Buhlmann's Corner
Germany the developing country
The Deutsche Bank collects a 10 billion capital increase – and everyone says “Wow!” Days later, the Brazilians collect five times that – i.e. eight percent of the market value of the entire DAX 30, including Deutsche Bank – or one whole Daimler.
The Brazilian oil boys could pay for all of Hochtief 11.6 times over from the recapitalization. But the Spaniards of ACS do not want Hochtief so quickly – they want to act as slowly as Porsche did with Volkswagen. The Spanish Piëch too, ACS CEO Florentino Pérez, is the major shareholder, has his own football club and bought his first company for one peseta. That would be funny – “Dr.Lü” (Hochtief CEO Herbert Lütkestratkötter) tells himself – were it not that all this parallelism ends up with a reverse take-over. So he saves. He starts with the Supervisory Board and forms a rump one (without the two ACS representatives). They manifestly need tutoring in Corporate Governance – otherwise non-discharge is inevitable. Naturally, with this insoluble conflict of interest the appointment should immediately be suspended and finally terminated.

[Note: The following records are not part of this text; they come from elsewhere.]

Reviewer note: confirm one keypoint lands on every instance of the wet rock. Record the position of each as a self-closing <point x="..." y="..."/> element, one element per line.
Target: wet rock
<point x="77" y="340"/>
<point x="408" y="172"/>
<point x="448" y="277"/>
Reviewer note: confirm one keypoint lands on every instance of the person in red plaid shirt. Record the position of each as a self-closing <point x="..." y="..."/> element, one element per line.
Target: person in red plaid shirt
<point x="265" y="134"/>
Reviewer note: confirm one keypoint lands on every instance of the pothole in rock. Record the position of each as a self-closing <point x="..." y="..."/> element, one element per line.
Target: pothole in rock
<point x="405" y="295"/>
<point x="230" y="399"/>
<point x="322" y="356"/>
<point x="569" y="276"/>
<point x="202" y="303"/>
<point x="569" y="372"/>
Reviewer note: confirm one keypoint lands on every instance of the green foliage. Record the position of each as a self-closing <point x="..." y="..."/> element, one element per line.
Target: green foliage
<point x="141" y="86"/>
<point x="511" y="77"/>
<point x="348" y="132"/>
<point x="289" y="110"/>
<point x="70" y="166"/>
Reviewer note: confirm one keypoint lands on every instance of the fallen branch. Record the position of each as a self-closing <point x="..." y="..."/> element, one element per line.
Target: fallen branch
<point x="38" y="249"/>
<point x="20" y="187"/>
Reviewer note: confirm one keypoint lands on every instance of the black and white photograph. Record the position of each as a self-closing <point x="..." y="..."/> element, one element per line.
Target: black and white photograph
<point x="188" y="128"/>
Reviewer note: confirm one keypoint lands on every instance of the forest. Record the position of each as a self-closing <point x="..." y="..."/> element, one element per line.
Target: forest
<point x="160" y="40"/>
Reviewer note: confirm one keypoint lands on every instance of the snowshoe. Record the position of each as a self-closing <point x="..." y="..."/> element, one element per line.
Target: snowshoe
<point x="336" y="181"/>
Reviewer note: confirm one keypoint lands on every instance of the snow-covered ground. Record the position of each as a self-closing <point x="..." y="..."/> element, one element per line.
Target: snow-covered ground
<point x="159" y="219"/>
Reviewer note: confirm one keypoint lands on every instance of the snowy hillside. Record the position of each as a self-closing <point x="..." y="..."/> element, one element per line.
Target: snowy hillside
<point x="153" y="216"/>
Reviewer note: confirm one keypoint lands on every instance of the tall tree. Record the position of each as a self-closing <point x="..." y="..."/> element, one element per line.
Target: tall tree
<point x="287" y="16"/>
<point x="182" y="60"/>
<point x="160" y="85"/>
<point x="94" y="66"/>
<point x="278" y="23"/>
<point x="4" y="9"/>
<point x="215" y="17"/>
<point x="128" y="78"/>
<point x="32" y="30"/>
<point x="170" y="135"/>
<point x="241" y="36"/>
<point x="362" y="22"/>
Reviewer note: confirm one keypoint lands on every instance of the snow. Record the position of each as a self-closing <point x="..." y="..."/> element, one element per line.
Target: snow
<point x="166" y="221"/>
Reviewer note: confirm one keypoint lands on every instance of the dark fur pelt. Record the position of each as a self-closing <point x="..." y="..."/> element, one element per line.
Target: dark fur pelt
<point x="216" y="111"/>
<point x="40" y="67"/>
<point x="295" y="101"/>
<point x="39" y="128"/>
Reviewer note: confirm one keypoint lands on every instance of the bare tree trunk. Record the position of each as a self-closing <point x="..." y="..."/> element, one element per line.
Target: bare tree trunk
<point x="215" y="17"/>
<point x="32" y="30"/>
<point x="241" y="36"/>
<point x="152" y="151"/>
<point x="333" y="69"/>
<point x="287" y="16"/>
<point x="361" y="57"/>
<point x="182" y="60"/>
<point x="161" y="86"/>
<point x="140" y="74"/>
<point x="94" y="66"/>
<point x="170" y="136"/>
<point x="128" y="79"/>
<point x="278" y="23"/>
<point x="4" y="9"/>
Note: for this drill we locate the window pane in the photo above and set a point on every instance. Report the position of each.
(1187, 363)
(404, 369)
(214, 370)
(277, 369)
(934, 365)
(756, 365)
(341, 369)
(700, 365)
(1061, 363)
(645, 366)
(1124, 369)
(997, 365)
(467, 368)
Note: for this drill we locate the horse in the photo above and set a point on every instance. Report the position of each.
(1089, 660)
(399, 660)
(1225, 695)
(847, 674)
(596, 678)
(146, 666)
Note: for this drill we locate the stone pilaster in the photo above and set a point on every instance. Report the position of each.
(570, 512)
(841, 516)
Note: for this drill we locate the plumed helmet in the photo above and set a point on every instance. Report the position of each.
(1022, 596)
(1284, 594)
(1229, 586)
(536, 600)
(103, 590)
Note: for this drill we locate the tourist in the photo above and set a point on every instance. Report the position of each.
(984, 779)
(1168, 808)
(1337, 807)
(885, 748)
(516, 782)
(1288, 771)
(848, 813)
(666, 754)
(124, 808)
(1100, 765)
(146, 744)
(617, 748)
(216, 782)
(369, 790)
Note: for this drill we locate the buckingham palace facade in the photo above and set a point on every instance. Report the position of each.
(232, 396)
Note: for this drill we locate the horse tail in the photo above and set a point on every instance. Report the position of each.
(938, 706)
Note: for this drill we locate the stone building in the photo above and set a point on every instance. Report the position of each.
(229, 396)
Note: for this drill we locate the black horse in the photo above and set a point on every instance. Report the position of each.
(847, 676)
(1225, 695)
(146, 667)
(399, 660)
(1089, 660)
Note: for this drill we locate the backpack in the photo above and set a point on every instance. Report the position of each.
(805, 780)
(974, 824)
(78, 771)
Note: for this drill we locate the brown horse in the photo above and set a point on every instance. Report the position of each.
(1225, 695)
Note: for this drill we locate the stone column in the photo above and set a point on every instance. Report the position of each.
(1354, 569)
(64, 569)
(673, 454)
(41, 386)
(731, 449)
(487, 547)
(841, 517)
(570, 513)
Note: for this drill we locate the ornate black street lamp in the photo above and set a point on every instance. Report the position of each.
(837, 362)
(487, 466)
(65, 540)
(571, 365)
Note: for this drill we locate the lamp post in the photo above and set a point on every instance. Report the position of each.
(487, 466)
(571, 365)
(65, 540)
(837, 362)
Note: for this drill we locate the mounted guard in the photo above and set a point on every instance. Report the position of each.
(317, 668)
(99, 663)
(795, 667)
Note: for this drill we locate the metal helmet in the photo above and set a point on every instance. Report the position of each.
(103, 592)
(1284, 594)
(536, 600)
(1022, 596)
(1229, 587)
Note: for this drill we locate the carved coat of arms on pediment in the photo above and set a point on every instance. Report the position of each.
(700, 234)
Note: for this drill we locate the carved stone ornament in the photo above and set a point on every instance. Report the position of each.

You can already see consultants sailing up and down the Rhine with §33 WpÜG to update companies’ statutes, and their fees. If ACS were only a family from Herzogenaurach, or Austrians were the ones pulling the strings – but the Ruhr baron does not want to offer himself to a Spaniard. Why not, actually? They managed to build their country over so successfully that no one even noticed that no one can pay for it. They have America under their thumb, to the extent that one highway accident need not mean replacing the throttles of millions of vehicles.
Of course, Dr.Lü has that too – but unfortunately “only” in Oceania. That makes a link-up make all the more sense. After all, alongside their sporting successes the Spaniards are going to finally need balances that make them eligible to play. Why is Europe actually there only between Strasbourg and the Manneken Pis in Brussels? Perhaps the ad-hoc supervisory-board members can see a little farther than the injured “no-one-asked-me” CEO. For it should not be the criteria of Der Spiegel that matter for company officers and their opinions, but those of the caring family man – a better future for all stakeholders.
So in this way, Germany too is a developing country. It will be interesting to see which ex-CEO is first to become Supervisory Board chair without a cooling-off period. Bayer CEO Werner Wenning might deserve it; he’s going on 30 September 2010, leaving a new, strong Bayer behind.